In Prison, We Celebrated the First Step Act. We Realized It Falls Far Short.

When the U.S. Department of Justice published a rule finally spelling out how the federal Bureau of Prisons (BOP) would implement the First Step Act of 2018, the headlines trumpeted that thousands of people in federal prisons were now eligible for release. The news spread quickly among the 153, 053 Americans incarcerated in federal prisons, first sparking hope and jubilation, then quickly followed by disappointment and confusion.

I know, because I live behind bars in one of the U.S.’s 122 federal prisons. And while I am among the fortunate ones who will (hopefully) be released early to the community where my four kids and numerous nephews, nieces and cousins live, the anticipation is bittersweet. I look around and see so many other good men who deserve a second chance, yet are denied because the First Step Act (FSA) was written to specifically exclude them. So, while it’s good news that the BOP stopped its foot-dragging and is finally moving to enforce this critical aspect of the act, what we really need is a second look at the law itself.

Passed by Congress during the administration of former President Donald Trump, at first glance, the FSA did seem to address some of the “tough-on-crime” prison and sentencing laws that ballooned the federal prison population and earned the U.S. the highest incarceration rate in the world. To name just a few of the benefits of the act: It eased the harsh sentences required for individuals convicted of drug crimes, made it easier for prisoners to petition for compassionate release, and required the Federal Bureau of Prisons to offer rehabilitation programs and link them to an opportunity for early release and other privileges.

However, the devil, as they say, is in the details. And the details, along with the BOP’s reluctant, fitful and arbitrary implementation, have turned the FSA into, at best, a measure of relief for a select few. At its worst, the First Step Act is a mechanism for further reinforcing the discriminatory nature of the U.S. criminal legal system.

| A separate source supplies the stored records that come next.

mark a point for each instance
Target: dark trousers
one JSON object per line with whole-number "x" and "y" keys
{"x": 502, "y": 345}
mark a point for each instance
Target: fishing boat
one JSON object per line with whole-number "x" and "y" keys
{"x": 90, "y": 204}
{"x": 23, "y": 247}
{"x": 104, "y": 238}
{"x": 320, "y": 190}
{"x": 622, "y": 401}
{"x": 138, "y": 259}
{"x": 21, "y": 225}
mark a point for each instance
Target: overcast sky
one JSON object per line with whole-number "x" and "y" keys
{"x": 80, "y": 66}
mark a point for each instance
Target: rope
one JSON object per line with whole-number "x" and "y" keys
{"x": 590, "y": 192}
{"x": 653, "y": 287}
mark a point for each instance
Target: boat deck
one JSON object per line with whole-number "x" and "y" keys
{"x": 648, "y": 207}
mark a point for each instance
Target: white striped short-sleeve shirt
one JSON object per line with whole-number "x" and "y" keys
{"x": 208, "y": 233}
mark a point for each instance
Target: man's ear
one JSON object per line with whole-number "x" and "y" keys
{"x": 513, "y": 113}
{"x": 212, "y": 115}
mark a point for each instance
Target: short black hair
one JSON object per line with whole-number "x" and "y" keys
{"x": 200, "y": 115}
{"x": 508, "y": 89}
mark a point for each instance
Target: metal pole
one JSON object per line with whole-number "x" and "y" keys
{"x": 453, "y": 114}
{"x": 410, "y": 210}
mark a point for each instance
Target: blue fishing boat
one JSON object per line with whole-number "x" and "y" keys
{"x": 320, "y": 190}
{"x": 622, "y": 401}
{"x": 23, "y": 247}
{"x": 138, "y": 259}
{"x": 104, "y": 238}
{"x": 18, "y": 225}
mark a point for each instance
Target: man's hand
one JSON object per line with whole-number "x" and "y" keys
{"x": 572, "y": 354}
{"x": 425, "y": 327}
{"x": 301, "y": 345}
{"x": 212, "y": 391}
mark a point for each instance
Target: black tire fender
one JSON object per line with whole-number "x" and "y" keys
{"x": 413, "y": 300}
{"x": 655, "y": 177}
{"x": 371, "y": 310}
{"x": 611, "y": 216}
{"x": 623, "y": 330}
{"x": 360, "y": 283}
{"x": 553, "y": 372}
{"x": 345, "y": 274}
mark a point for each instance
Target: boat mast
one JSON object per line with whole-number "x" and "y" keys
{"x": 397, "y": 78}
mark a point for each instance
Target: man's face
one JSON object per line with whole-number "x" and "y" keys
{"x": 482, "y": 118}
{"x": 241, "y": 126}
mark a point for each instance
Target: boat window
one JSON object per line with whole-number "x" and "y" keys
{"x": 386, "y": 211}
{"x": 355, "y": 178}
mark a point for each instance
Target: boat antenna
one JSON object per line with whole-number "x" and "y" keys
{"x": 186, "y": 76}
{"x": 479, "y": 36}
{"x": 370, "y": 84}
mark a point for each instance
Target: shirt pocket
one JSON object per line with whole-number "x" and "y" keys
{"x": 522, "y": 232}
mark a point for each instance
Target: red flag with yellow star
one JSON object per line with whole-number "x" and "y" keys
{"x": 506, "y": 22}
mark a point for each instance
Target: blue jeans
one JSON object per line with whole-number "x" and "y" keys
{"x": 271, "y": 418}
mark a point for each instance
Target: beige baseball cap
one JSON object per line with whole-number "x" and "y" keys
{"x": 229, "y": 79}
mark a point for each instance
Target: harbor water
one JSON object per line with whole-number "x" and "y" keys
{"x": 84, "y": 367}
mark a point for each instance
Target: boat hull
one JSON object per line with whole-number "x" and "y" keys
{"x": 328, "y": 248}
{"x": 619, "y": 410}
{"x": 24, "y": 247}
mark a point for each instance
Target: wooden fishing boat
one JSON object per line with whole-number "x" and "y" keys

A long list of individuals is excluded from the FSA’s offer of release to home confinement or community halfway houses in recognition of their participation in rehabilitation-related activities and a low risk-assessment score. According to the independent review committee mandated by the FSA itself, more than half of the BOP population is disqualified from participating, even though no significant differences in recidivism risk have been documented between those who are eligible and those who aren’t.

Thus, for example, anyone convicted — often decades previously — of virtually any type of act classified as violent, or who is charged with being an “organizer, leader, manager or supervisor of others” when distributing three of the most common street drugs in use today (fentanyl, heroin and methamphetamines) is ineligible. They aren’t even given a chance to demonstrate that they ready to return to their children or parents. Forty-five percent of people held in federal prisons are incarcerated for drug-related offenses, and as a Black man who is one of them, I can attest to the lax meaning of the “leader” accusation. All it takes is for one other person to claim that you “directed” them to carry some drugs or make a call to get stuck with a charge of being a leader. (Very often, people make these claims as part of a bid to reduce their own penalties.)

I qualify for FSA earned-time credits simply because I was charged with conspiracy to sell cocaine (based solely on the claim of a cooperating witness), instead of one of the other three drugs. Yet one of my friends, who was just 18 when he was sent to federal prison as a first-time “offender,” is shut out, simply because his charges involved methamphetamines and a gun. On what rational basis am I granted the chance to demonstrate rehabilitation and he is not?

Even those of us who win this “lottery” are struggling to figure out how to meet the act’s other requirements. Earned-time credits are received in return for completing approved rehabilitation programs or “productive activities.” But the availability of approved courses varies widely from institution to institution, and due to COVID and staffing shortages, the waiting lists for what is on offer are long. I just asked about education and was told by staff the only courses available are GED and ESL classes. As for jobs, the only FSA-eligible positions at my institution are offered by UNICOR, a for-profit arm of the government that manufactures items for sale, from uniforms to license plates. Yet other prison jobs — duties like janitorial work and food services, which keep the prisons themselves running (and for which workers are paid abysmally low wages) — don’t qualify for earned-time credit.

So, yes, the fact that the Bureau of Prisons finally did what it should have done more than two years ago is good news for those of us who fit into one of the act’s arbitrary categories and manage to jump through the other hoops. But for too many others, it is an excruciatingly small first step. Now, Congress needs to listen to the independent review committee — and to incarcerated people and advocates around the country — and implement broader and more meaningful measures to release people from prison.